Really? You think Windows 10 Mobile and the 950 are a bright spot?

Microsoft has flushed it's mobile OS 3 times in the last 7 years. Twice, Microsoft attacked its own early adopter user and developer base: killing off WP7 (fucking over users) and WP8 (fucking over developers). Both Android and iOS have supported wireless displays and keyboards, with Android also supporting mice.

So now they're shipping Windows 10 Mobile. Have you seen how buggy it runs? Have you seen how gutted the core apps are? What the hell has happened since WP7? I don't mind running beta software but even I reverted to WP8 on my 640. I honestly cannot fathom who in Microsoft thinks that W10 Mobile is ready to ship.
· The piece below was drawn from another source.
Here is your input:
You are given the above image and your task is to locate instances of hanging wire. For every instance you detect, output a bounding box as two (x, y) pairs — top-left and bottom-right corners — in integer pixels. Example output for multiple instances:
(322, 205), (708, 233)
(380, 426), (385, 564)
What's the point of Continuum? What's the use case for someone having to connect their phone to a display, bringing with them a keyboard and mouse? If you need to be productive on the road, you use a laptop. Need to display something on a TV? Like I wrote earlier, iOS and Android support wireless display. Being able to transition an app from device to device sounds useful, but what app do I need to do that? Most of the apps I use sync to my other devices already (tabs from the browser, netflix for videos, google play for my music.)
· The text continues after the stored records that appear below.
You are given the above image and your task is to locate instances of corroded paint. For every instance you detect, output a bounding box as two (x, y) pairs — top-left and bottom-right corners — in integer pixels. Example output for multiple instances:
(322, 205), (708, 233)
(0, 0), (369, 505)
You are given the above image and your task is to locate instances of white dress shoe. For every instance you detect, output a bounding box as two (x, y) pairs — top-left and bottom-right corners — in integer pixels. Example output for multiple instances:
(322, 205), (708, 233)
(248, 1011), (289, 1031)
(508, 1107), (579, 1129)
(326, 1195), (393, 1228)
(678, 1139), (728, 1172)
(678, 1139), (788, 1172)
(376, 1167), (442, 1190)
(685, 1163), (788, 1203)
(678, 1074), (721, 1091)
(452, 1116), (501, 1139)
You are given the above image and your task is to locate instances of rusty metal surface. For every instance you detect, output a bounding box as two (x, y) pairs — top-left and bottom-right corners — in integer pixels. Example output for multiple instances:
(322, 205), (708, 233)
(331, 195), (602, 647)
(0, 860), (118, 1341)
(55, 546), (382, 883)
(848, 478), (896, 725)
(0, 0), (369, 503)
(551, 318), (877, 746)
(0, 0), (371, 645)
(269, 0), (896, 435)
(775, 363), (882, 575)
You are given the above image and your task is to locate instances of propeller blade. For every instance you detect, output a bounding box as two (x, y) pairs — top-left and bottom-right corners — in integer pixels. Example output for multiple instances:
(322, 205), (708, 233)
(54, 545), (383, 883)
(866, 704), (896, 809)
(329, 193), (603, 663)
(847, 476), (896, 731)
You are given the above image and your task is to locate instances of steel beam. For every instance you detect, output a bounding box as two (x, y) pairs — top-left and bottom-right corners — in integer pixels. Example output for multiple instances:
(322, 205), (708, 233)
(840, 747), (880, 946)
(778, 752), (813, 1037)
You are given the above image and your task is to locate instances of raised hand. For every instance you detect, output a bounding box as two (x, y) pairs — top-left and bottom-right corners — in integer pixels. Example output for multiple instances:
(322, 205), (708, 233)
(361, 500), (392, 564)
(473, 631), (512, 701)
iOS Continuity is a far more useful feature. You sit down next to your computer or laptop and receive all your notifications on the bigger display. No dialogue screens, no physical connections. Just a seamless transition: your computer has phone features.
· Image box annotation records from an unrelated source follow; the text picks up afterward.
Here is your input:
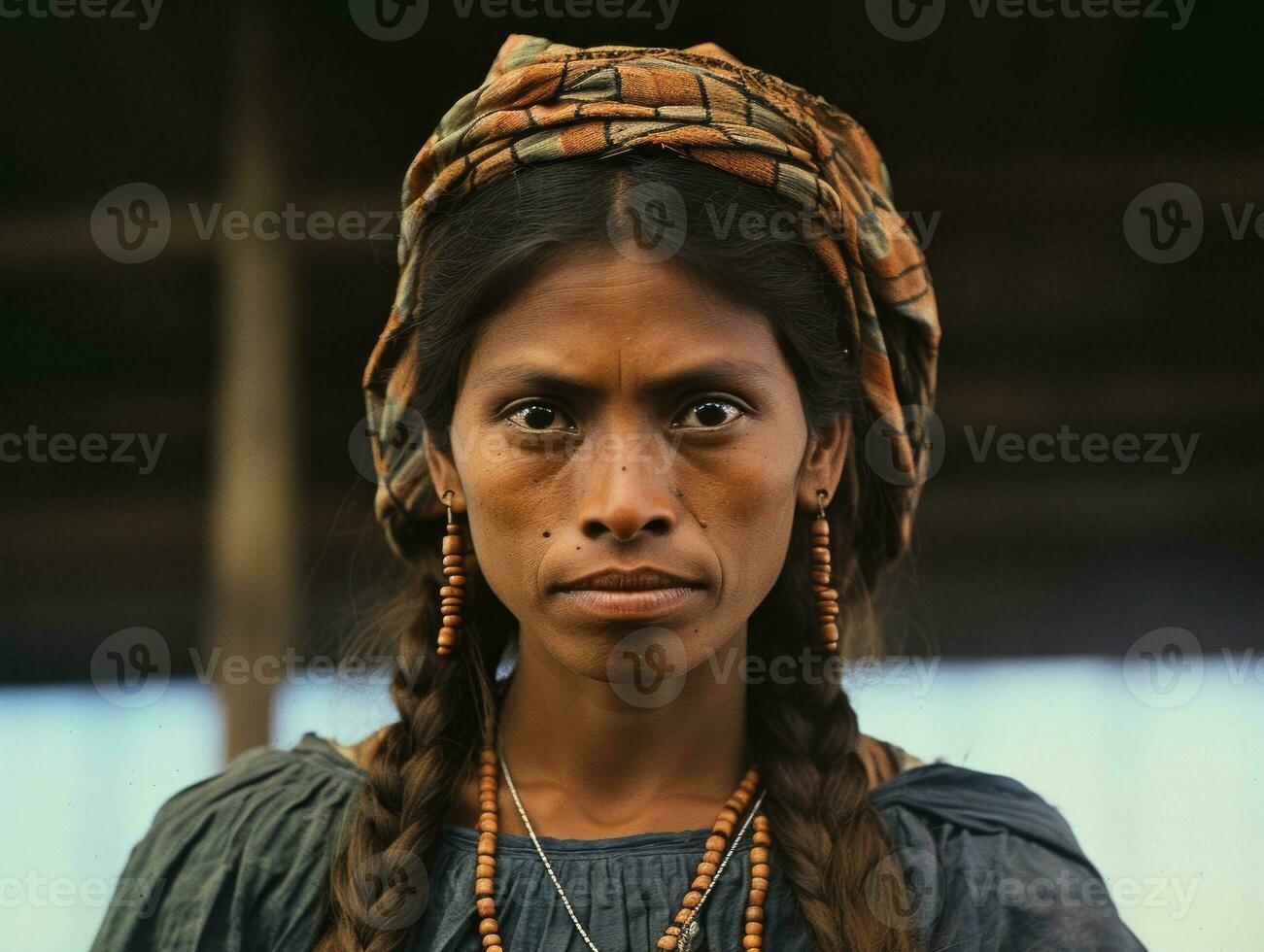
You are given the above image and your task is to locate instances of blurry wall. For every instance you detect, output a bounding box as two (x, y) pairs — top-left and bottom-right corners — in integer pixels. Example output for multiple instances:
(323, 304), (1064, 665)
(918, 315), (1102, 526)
(0, 0), (1264, 681)
(0, 0), (1264, 948)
And with regards to the 950. This is what Microsoft did to Nokia? Less impressive camera (since the PureView 808), regressive design (since the Lumia 700), complete lack of colors, and, and asking price of $600 USD for specs you can currently get for $300 or less (far less if you look at the Asus ZenPhone 2 and LG G3).

 

7 years later: dwindling user base, zero support by other manufacturers and an OS that is almost up to feature parity with iOS and Android.

 

And this rant is from someone who loved the Metro design language. Someone who bought a new Lumia  nearly every year because the phones were genuinely awesome, with competitive features and an OS that was on the cusp of becoming great. Someone who acted like a fucking marketer every time he was asked "oh, what phone is that?"